Another question that we arrived at from curiosity and first principle thinking is “Should we offer daily housekeeping?  Do the guest even want it?”  We currently only provide housekeeping on the third night on stay overs and have maintained our cleanliness scores.  And another question we are currently asking is, “How many of our prior 68 operated restaurants should reopen with only 20 operating?  Do the guest want the same experience or should modify our Corner Pantry to provide mobile order & pay options like a Dean  & Deluca that is simply fresh & clean while providing a very heavy Bar experience alternatively?”  Not to be forgotten, Remington was/is first mover on the playbook for Hybrid Meetings, which are here to stay for many years.

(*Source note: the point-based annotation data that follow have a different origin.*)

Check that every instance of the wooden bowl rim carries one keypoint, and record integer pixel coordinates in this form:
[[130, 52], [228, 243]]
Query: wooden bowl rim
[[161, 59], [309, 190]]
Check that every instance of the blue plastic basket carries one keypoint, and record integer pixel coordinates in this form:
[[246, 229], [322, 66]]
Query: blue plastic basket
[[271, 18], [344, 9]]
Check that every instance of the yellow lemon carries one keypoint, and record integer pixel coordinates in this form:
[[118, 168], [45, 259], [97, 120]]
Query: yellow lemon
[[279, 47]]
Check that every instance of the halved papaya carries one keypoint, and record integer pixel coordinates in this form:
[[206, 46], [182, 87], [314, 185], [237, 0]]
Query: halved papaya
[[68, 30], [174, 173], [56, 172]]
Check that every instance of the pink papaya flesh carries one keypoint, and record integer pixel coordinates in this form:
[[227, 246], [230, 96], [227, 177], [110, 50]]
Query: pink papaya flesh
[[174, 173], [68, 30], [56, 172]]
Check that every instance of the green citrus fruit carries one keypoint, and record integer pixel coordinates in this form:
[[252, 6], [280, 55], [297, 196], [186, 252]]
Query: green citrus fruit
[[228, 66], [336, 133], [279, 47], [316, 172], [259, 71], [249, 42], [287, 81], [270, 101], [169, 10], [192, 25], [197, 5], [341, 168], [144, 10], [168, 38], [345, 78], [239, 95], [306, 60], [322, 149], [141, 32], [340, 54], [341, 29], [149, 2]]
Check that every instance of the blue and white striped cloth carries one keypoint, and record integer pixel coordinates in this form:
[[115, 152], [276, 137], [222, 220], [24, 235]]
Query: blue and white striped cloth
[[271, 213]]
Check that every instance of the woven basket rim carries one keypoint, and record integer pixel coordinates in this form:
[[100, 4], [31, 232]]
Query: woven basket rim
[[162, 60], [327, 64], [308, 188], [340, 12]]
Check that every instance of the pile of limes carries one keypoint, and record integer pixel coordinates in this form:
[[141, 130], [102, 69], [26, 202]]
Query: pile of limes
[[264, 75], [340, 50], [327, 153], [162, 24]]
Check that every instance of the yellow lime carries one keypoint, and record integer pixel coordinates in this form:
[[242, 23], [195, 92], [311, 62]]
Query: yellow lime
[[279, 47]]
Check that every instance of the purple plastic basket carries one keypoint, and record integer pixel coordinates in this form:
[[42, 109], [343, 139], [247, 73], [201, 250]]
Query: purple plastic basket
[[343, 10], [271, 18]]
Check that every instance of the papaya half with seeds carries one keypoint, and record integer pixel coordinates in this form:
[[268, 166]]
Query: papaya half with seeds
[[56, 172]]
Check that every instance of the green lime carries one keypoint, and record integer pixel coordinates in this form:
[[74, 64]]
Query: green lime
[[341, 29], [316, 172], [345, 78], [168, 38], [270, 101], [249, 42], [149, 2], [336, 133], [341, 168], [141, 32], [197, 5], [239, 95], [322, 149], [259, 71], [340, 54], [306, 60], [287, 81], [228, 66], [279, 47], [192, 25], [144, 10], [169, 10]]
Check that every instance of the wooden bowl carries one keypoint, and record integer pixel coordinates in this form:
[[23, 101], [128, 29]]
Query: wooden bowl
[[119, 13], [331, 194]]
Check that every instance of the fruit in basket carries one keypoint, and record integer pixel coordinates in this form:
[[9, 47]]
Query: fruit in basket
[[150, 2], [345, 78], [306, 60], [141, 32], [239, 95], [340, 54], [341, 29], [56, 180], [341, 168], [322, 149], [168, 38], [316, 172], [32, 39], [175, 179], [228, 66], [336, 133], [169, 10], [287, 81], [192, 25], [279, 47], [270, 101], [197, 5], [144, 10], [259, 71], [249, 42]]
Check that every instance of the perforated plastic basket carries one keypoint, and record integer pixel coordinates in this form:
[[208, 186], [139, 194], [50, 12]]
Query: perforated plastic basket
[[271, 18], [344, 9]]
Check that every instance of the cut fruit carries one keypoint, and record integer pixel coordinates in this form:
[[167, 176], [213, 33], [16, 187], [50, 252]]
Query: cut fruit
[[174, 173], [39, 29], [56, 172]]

Any hotel operator that is merely “pausing” services and is “waiting for the day to return to normal,” is not using this pandemic in a strategic manner to reinvent the business & to be more profitable long-term at lower occupancy levels.  We will be even more profitable when we return to 2019 revenue levels.  Remington Hotels was GOP positive in March 2020 and was back to GOP positive in June 2020.  Mitigating cash burn for our owners while managing associate burn out in parallel has been our marching orders for the past 13 months, and that would not achievable had we not lead with empathy and tapped into our curiosity. 

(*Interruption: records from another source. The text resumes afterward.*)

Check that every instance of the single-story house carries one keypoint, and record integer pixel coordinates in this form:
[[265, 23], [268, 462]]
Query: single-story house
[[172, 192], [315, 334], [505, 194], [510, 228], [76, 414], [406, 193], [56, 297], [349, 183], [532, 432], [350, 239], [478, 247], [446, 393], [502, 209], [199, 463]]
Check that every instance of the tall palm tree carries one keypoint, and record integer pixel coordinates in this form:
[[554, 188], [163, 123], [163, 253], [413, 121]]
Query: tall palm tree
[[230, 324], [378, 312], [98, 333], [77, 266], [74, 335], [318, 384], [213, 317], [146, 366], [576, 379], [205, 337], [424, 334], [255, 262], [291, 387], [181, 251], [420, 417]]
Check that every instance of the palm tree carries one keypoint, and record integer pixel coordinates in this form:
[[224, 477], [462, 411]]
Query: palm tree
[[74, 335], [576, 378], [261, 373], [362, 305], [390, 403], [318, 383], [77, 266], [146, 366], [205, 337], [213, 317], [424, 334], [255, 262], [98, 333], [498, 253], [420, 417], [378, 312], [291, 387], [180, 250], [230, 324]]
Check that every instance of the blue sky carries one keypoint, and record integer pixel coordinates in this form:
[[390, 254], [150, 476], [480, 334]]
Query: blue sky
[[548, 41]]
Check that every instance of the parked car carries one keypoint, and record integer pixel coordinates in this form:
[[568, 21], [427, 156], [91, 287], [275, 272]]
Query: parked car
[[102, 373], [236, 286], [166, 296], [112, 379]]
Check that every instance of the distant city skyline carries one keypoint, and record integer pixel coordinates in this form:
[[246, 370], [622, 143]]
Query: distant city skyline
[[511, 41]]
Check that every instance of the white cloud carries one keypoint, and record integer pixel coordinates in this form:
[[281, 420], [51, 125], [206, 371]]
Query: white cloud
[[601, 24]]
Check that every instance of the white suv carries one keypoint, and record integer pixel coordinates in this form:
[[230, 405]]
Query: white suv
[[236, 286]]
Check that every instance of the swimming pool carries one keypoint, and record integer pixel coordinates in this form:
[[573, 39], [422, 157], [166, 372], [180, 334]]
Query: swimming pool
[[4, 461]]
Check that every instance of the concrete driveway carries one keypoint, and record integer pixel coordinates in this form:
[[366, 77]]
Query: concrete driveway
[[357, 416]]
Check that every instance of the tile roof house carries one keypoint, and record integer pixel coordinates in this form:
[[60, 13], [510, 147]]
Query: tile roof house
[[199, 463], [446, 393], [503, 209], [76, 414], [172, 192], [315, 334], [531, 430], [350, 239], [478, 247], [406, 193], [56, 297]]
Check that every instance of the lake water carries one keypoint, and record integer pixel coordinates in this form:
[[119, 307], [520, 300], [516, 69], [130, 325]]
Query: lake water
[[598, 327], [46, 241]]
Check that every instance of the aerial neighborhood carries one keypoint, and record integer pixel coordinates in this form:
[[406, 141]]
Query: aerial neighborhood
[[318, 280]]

In closing, to borrow from Adam Grant (NYT bestselling author of Originals & Think Again), Adam writes in Think Again, “Part of the problem (with human rethinking) is cognitive laziness.  Some psychologists point out that we’re mental misers: we often prefer the ease of hanging on to old views over the difficulty of grappling with new ones.  Yet there are also deeper forces behind our resistance of rethinking.  Questioning ourselves makes the world more unpredictable.  It requires us to admit that the facts may have changed, that what was once right may now be wrong.  Reconsidering something we believe deeply can threaten our identities, making it feel as if we’re losing a part of ourselves.”  Maybe your GM is good friends with the shuttle driver, maybe your DOS has always sold having a shuttle service.  But if we are to truly evolve the business, we must first get comfortable with not knowing all answers & challenging entire norms.  In a pandemic & post pandemic world, it’s easiest to simply slip back to your prior operating standards or norms; however, that is the mistake I see by so many in the industry making.  It’s not too late to lead with empathy & then pivot to curiosity.  I urge you to engrain both in your culture NOW if it is not already second nature.  I’ve grown quite accustom to taking fiery direct questions from our associates every week while not always having the answers.  However, I tap empathy & curiosity every week, and you would be amazed at how humans respond even when the answer is not what they want to hear.  Humans can handle bad news, they just can’t handle surprises.